The TNC official echoed an opinion that I hear often from environmentalists: although they personally support Money Island’s sustainability plan, they believe that certain people in mid-level state management at NJDEP do not. Some state employees would prefer that people abandon Money Island to nature. This is commonly referred to in environmental discussions as a “retreat strategy”. The retreat strategy is certainly worth full consideration. Eventually, with three feet of sea level rise, our town and millions of acres of shoreline will be gone. My response is always the same two points:
- Higher water levels are actually good for the future of aquaculture!.It may not be good for roads, buildings or traditional infrastructure but we can certainly work around that with currently available construction modifications. Our core mission of providing public, industry and government access to local waterways will not be impaired by future water level rise. (I usually continue the conversation to discuss how Rutgers’ most recent forecasts of tidal impact and flooding trends for the next 30 to 50 years are built into our sustainability plan but don’t need to go into that detail here).
- Life is too short to fight the government. If we suspected that the retreat path was the opinion of state leadership, including NJDEP leadership, then we would change course. Life is too short to be in a battle against the prevailing force of government. But this is not the case. Every high-ranking official in NJDEP and state government that I’ve spoken with – probably more than two dozen by now – have all told me that they support the project and urge m to ‘stay the course’. Some warned me that the path to enlightened sustainability management will be difficult and that I will need to be persistent and ‘keep fighting’. Many of these government leaders have even given me pep talks to keep me going through this current struggle, pointing out how important this mission is to future generations. That’s what motivates me. That’s why I stick with the project.

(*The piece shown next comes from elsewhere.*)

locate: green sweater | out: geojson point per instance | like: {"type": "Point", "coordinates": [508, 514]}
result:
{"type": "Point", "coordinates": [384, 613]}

An civil engineer generally familiar with our issues wrote online “The biggest challenge in fighting climate change is getting our institutions to let go of well-intentioned but obsolete policies”. The other engineer on site had more pragmatic comments:
- He agrees with the previously expressed project engineer’s opinion that NJDEP should not be taking the current prosecutorial actions against marina infrastructure (our infrastructure) that predate the beginning of permitting requirement laws in the 1970s. Granted, there are a lot of factual details that muddy the situation (historic photography, old land surveys, post-Sandy reconstruction law, etc.) but the core fact remains that our original marina and docks were built in the 1930s before land use permitting were required and therefore should be grandfathered to some extent.
- He asked several times “Why are they…?” and my response in each instance was that we don’t have the legal muscle to show where the state has made factual or legal errors in their prosecution of Money Island stakeholders. In contrast, the state has unlimited legal resources and seems intent on using these resources against us rather than negotiate through traditional problem-solving channels. I referred these factual and legal errors in the courtroom but the judge did not seem to give my objections serious consideration. Without a budget for legal defense, I don’t see any reasonable chance of addressing the state’s errors.
- He says that the fundamental underlying problem is that the state has not yet come to grips with the impact of water level rise on our wetlands and the infrastructure resources in these locations. While viable management approaches are proposed, we aren’t making adequate progress toward implementation. We discussed different aspects of thin layer dredge spray that is part of the Money Island sustainability plan. I suspect that not many people are familiar with this proposal so I would say only that it is public policy that makes a lot more sense from a public policy perspective than our current strategy of pumping sand on the Atlantic coast beaches! Workable sustainability solutions are available if we choose to pursue them.
- The usual first step in planning a project like this is called a pre-permit meeting with a wide range of stakeholders. He doesn’t understand why our requests for a meeting were declined. We discussed the thinking of certain department officials and how those have been addressed in other similar projects. His opinion, based on our exchange of bits of facts and third-party conversations, that our project does have the support of the most influential people who have been effective recently in getting the NJDEP to change their thinking about bayshore sustainability. We discussed the cost of this permitting and told me what I already knew: I would need to find a loan to cover the cost of land use permitting. we didn’t discuss that I’m already working on it or my frustration that the process is moving so slowly. Now that partial funding is available for compliance, we decided to try again.